Bicep templates under deploy/azure/ in the repo cover:

  • Postgres Flexible Server with pgvector installed at provisioning time.
  • Container App environment with 1 always-on search-api replica (cold-start ~30 s for container spin-up; the search API no longer loads the model in-process since the v0.3 Phase 4b embedder split). The GPU-backed Qwen3-Embedding-4B embedder runs with minReplicas: 2 — the ~10 GB model loads into VRAM in 2-3 minutes for model load (Qwen-4B on T4 GPU); always-on avoids this cold start in production.
  • Managed identity for pulling from Key Vault.

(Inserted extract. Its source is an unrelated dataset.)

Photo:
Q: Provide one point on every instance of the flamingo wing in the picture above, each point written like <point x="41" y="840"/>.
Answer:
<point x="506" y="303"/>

Set auth.mode: entra in docforge.yml and provide AZURE_TENANT_ID + AZURE_CLIENT_ID via environment. The FastAPI app validates JWTs against your tenant’s OpenID config and logs the authenticated user_oid to query_log.

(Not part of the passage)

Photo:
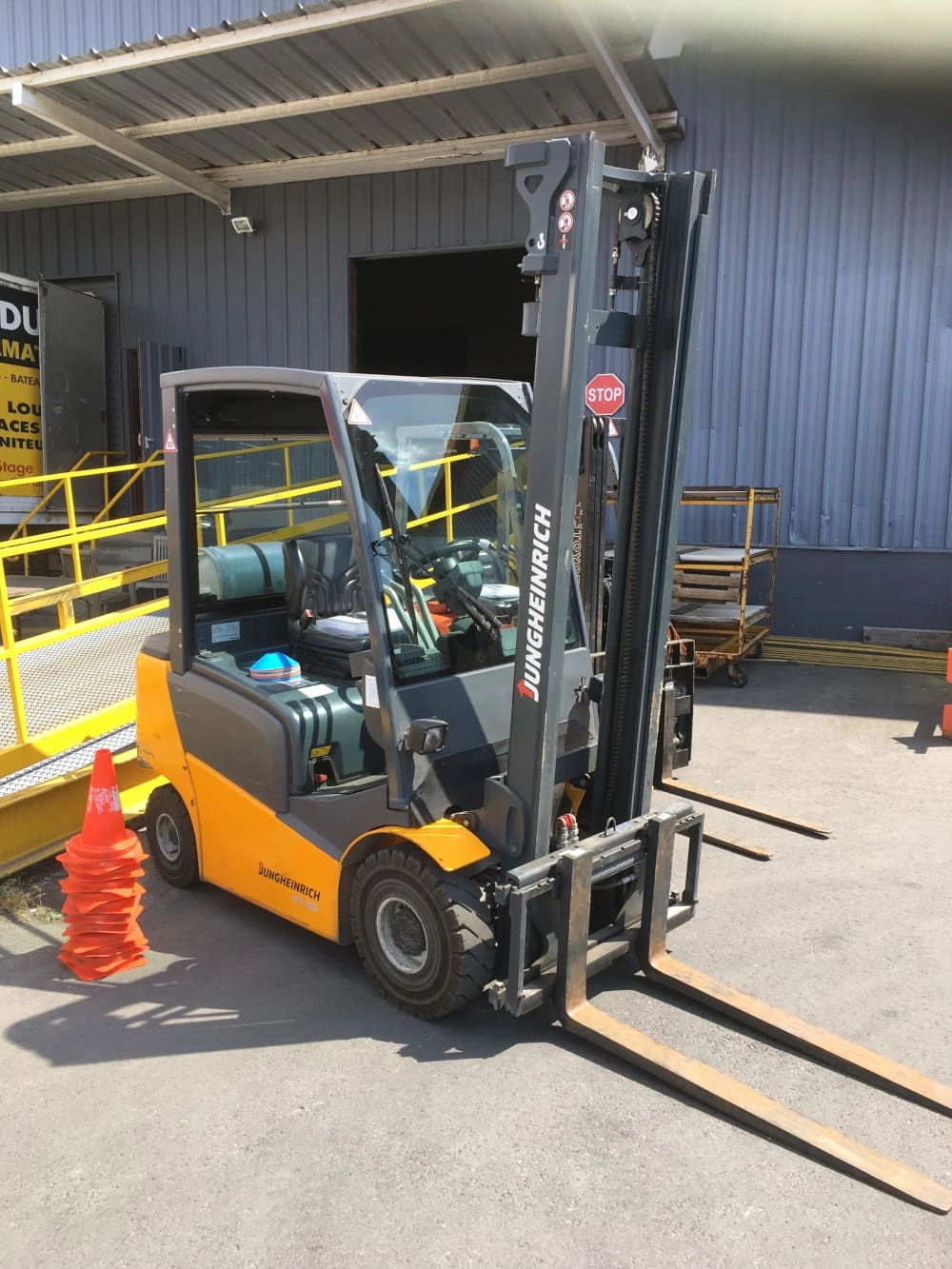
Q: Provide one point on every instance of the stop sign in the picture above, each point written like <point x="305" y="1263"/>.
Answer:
<point x="605" y="393"/>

See threat-model.md in the repo for the full trust model (single-tenant, single-company, authenticated users trusted).

Run docforge ingest from anywhere that can reach the database (a jump box, GitHub Actions runner, or the container itself). Ingest is idempotent — safe to schedule on cron.

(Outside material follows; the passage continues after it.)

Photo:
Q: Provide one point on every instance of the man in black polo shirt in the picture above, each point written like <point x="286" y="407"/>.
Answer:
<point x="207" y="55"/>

  • Query telemetry: the query_log table records every search (user_oid, query, request_ms, timestamp). Retention defaults to 180 days; a cleanup loop inside the API deletes rows older than that.
  • Latency: python -m docforge.scripts.latency_report --since '7 days' prints P50/P95/P99 from query_log.request_ms.
  • Health: GET /health is unauthenticated and DB-independent; wire it to the Container App liveness probe.
  • Cold-start window. Search-api with minReplicas=1 avoids container cold-starts in steady state; post-deployment the first request pays a ~30 s container spin-up cost (no model load — that responsibility moved to the embedder in Phase 4b). The GPU-backed Qwen3-Embedding-4B embedder loads the ~10 GB model into VRAM in 2-3 minutes for model load (Qwen-4B on T4 GPU); run with minReplicas: 2 to keep the embedder warm. All cold-start latency is included in P95 as honest signal.
  • Orphan pruning. When you remove a source from sources.yml, run docforge ingest --purge-orphans (dry-run) and then --confirm to delete. No auto-purge.
  • Backups. Postgres Flexible Server Standard_B1ms gets 7-day PITR by default. Test the restore procedure annually:
    Terminal window
    az postgres flexible-server restore \
    --resource-group <rg> \
    --name <new-server-name> \
    --source-server <source-server-name> \
    --restore-time '<ISO-8601 timestamp within last 7 days>'
    The restore creates a new server; the source is untouched. After verifying the restore, drop the new server.